James Gardner – inside Shigeru Ban’s Camper

Japanese traditions evident in Soho shoe store design

New York /
Jun.June 15, 2012 05:30 PM

One of the best things to happen to Soho in recent years is the opening of a dashing shoe boutique from the Spanish shoe company Camper. When you learn that its creator was none other than Shigeru Ban, the esteemed Japanese architect, it will come as no surprise that the results are as distinguished as they are. Ban is the architect behind the Nomadic Museum, which occupied the far West Side of Manhattan for several months back in 2005; that museum was more than two blocks long and propped up by cardboard pylons. More recently Ban designed the stylish, if gimmicky, Metal Shutter Houses at 524 West 19th Street.

The new Camper boutique, which was officially unveiled in May, is in the heart of Soho’s design area. It’s a 1200-square foot-structure that is largely the reconception of a pre-existent building that had long lain dormant but had landmark status. Though it would have been easy to overlook that earlier building, the same cannot be said for the eye-catching structure that supplanted it.
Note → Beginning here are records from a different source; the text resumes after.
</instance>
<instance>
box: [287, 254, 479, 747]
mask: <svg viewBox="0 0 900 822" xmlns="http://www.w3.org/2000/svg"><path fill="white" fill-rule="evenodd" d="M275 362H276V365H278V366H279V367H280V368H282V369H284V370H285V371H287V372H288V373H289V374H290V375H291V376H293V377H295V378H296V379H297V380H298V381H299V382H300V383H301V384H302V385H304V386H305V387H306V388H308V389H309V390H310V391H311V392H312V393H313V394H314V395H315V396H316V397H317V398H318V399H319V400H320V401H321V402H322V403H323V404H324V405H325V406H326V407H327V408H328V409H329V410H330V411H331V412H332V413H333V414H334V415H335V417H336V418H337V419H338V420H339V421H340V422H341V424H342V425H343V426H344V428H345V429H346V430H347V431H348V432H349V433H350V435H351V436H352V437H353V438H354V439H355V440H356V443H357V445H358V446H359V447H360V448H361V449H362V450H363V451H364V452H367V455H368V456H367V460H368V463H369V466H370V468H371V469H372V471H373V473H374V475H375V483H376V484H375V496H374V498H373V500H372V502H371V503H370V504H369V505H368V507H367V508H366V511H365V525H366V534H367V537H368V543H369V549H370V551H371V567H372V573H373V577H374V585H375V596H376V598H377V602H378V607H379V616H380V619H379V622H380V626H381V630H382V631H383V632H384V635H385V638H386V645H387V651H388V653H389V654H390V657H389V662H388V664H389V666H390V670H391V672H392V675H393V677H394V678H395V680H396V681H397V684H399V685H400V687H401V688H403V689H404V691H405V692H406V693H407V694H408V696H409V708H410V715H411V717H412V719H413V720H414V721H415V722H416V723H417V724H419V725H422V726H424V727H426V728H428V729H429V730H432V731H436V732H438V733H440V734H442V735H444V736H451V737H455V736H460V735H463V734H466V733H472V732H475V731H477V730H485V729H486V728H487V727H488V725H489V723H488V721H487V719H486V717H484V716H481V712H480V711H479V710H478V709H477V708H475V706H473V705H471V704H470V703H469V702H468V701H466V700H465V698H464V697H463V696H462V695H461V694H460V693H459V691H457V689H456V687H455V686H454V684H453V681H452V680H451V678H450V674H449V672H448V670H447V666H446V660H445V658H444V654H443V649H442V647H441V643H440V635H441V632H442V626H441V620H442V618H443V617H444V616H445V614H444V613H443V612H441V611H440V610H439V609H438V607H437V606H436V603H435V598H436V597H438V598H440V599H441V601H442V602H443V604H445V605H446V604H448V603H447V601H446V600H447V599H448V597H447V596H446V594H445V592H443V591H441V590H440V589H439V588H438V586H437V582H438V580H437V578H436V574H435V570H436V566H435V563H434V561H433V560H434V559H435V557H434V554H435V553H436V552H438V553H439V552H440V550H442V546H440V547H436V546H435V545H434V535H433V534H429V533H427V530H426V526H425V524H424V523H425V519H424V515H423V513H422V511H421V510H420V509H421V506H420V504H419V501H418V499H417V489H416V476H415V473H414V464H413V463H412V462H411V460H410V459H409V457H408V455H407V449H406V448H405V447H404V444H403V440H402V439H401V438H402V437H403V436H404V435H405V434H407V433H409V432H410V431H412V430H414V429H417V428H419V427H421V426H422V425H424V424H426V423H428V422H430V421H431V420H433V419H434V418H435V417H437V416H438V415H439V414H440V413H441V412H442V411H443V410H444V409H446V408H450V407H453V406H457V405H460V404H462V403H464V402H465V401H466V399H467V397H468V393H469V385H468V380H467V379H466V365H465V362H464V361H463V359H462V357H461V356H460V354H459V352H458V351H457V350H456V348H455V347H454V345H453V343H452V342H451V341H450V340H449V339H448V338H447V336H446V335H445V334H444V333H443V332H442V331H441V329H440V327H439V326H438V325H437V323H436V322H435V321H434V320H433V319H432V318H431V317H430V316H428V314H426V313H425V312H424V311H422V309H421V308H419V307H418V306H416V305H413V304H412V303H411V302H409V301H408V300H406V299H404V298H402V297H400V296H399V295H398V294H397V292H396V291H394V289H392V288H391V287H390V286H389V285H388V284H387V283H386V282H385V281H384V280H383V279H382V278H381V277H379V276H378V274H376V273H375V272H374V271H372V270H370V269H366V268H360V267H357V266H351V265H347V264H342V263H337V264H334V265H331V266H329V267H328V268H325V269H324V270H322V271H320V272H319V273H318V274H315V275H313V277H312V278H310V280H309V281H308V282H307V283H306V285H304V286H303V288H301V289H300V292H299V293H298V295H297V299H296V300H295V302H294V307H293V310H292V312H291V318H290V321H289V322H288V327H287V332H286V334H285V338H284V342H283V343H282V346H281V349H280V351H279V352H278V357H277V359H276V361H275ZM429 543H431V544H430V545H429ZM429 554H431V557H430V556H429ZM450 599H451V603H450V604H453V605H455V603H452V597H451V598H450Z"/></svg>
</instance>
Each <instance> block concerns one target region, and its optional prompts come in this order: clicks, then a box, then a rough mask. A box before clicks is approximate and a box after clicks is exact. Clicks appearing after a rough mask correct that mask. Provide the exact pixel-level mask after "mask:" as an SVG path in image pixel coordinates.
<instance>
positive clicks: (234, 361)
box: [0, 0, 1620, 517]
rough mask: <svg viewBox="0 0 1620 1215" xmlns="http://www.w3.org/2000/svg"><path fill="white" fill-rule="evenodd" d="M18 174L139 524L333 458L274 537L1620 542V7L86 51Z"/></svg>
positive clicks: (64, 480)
The Camper store is clad in sterling white, each bay defined by a square pillar that recalls the Japanese traditions from which this architect emerges. These are tastefully accented with black bases and diminutive black diamonds above the entrances. The structure is crowned with a hollowed out wooden lean-to roof — once again invoking Japanese style.

The inside is as satisfying as the exterior. In fair weather, the window-doors seem to disappear, creating a sense of being outdoors. The interior space is a blast of red over white — the colors of the Japanese flag. From one angle, through an optical illusion, the space looks like a giant wall with the name Camper emblazoned across it. From another angle, ingeniously, the same wall revealed all of the shoes on sale. The interplay of white and red plays out on the floor, as well, where sharp thin red diagonals sweep across a white field in a movement replayed on the ceilings.

This new boutique is truly a distinguished addition to the neighborhood.